The parameter -pe multislot 4 ensures that the array job ist equally distributed among the nodes (leading to only one task per node).

The targetdir is usually located inside a shared filesystem (e.g. NFS). However, if --grid-download-feature-split is enabled, then the targetdir has to be local for each node.

Grid Download Feature Flags

Grid Download Feature Flags can be used in addition to --grid-download. When supplying one of these flags, the file parts are saved to different files on different machines. Additionally these flags can be used to force a specific split position for individual file types. Grid Download Feature Flags cannot be combined. Only the last one supplied will be in effect.

Split:

--grid-download-feature-split

Splits arbitrarily.

FASTQ:

--grid-download-feature-fastq

Preserves FASTQ entries as well as paired-ends/mate-pairs for files using Illumina sequence identifiers.

Cleanup

The Amazon S3 documentation says:

"Once you initiate a multipart upload, Amazon S3 retains all the parts until you either complete or abort the upload. Throughout its lifetime, you are billed for all storage, bandwidth, and requests for this multipart upload and its associated parts."
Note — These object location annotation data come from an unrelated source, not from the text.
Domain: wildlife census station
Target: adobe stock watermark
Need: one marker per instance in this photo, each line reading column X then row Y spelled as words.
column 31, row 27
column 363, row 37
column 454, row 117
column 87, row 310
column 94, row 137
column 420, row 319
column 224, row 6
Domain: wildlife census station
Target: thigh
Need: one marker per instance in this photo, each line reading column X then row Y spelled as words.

When an upload encounters a fatal error, the upload gets neither completed nor aborted. Already uploaded multipart chunks remain in S3 but are invisible to the user. Therefore, it is recommended to clean up interrupted multipart uploads periodically.

Clean up the remainings of interrupted multipart uploads for the bucket 'mybucket' that were initiated more than 7 days ago:

java -jar bibis3.jar -c s3://mybucket/